Protected research time

But research such as this is challenging at the best of times, and it’s made more difficult by the demands of a full on-call rota that medics have to undergo. Here’s where the Clinical Primer Scheme helped. Dr Elliott explained: “One of the most marked benefits of the scheme is the protected research time, which ensured that my time was committed to the research she had elected to undertake.”

Dr Elliot’s research work, in which she is standardising definitions of anaesthesia into formal protocols, forms part of the GALORE (General, Local and Regional Anaesthesia in Emergency Surgery) project, which attempts to optimise anaesthesia administration in emergency surgery settings. She hopes that the work she is doing will contribute to the development of a RCT comparing local and general anaesthesia methods.

Knockout reporting

“Recent work has shown that often the reporting of interventionist anaesthesia in patients undergoing invasive procedures is inconsistent”, said Dr Elliott. “This makes interpreting evidence of trials difficult. We are looking to assess how anaesthetic is being reported in trials when it is used as an intervention in any patient undergoing an invasive procedure - we’re using a recognised checklist for reporting complex interventions. The aim is for this to guide how anaesthetic interventions are reported, which will improve the validity of outcomes from such trials and give us a yardstick by which we can devise more appropriate emergency treatment paradigms.”
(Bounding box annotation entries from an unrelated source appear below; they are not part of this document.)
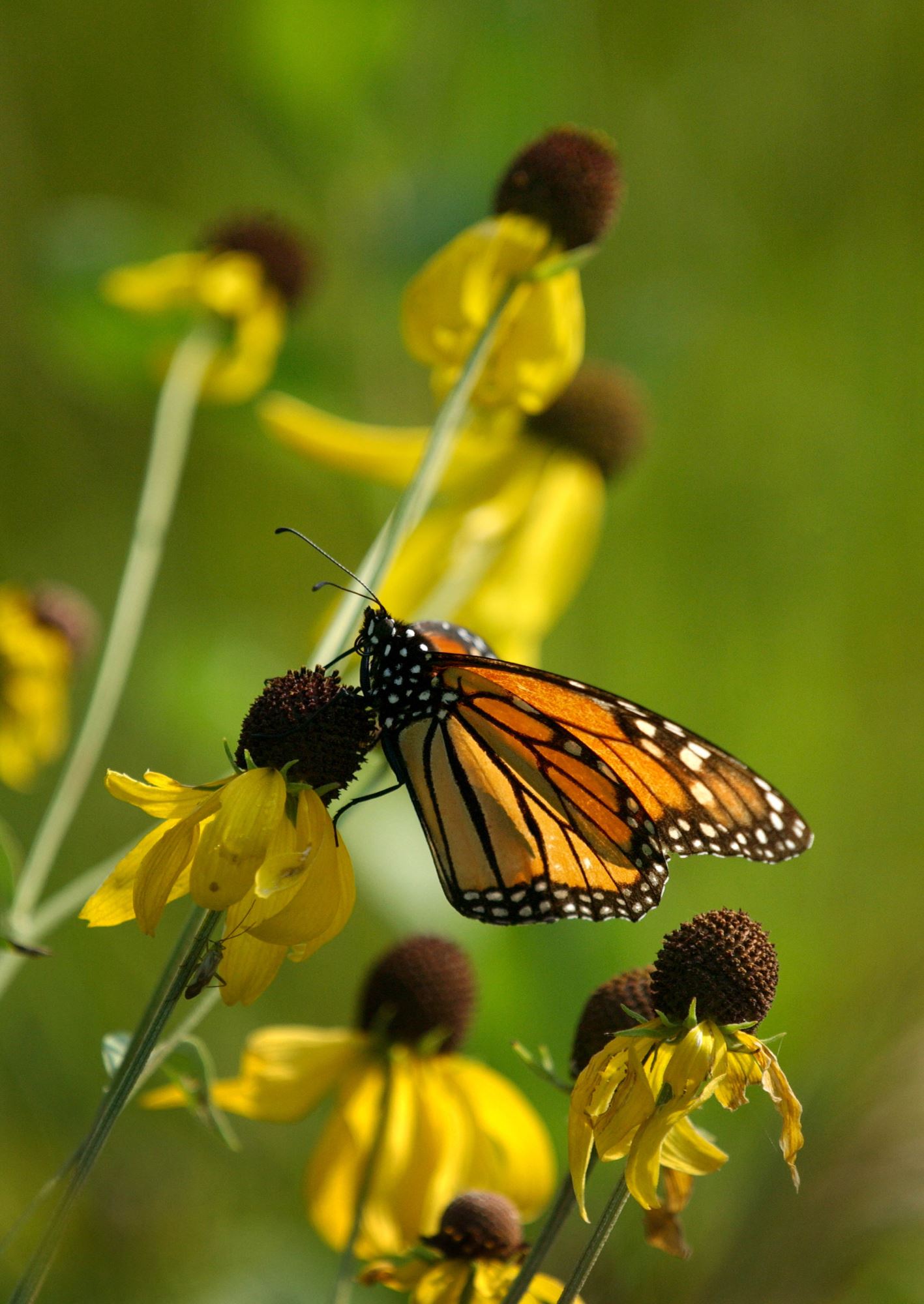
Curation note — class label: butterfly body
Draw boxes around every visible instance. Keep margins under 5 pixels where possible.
[357,608,812,925]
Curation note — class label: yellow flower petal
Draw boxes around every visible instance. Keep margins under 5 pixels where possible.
[202,289,286,403]
[219,932,288,1005]
[164,1025,368,1123]
[304,1061,389,1258]
[106,769,232,819]
[80,820,189,928]
[189,768,286,910]
[132,797,209,938]
[402,214,584,412]
[661,1118,728,1178]
[455,450,606,665]
[434,1055,556,1222]
[100,253,207,313]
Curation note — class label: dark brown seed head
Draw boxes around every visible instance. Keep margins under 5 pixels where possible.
[421,1191,526,1261]
[495,126,621,249]
[202,214,317,304]
[357,936,475,1052]
[31,584,99,661]
[235,666,374,803]
[571,965,655,1077]
[651,910,779,1024]
[528,363,646,479]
Dr Elliott published her initial scoping review in the British Journal of Surgery, and the full systematic review project, (Systematic review of reporting standards of Anaesthetic Interventions in Randomised Controlled Trials) will be published in British Journal of Anaestheia in the early part of 2020.

A fine fellowship

Dr Elliot said, “These studies will continue to feed into further first author publications. Alongside the continued support and guidance of my academic supervisors within my research group, that have allowed me to successfully apply for the NIHR-funded Anaesthetics Academic Clinical Fellow (ACF) post in Bristol. This is a three-year post including anaesthetics training, which will commence in August 2020. Alongside my clinical training, I will continue my research work through affiliation with the University of Bristol with protected research blocks in both the second and third years of the post, with the aim to formulate a funding application for a PhD following the completion of the post in August 2023.”

“This has been an incredible opportunity to fully engage and enhance my research skills and output. I firmly believe that the Clinical Primer Scheme is the reason I was awarded the ACF post.”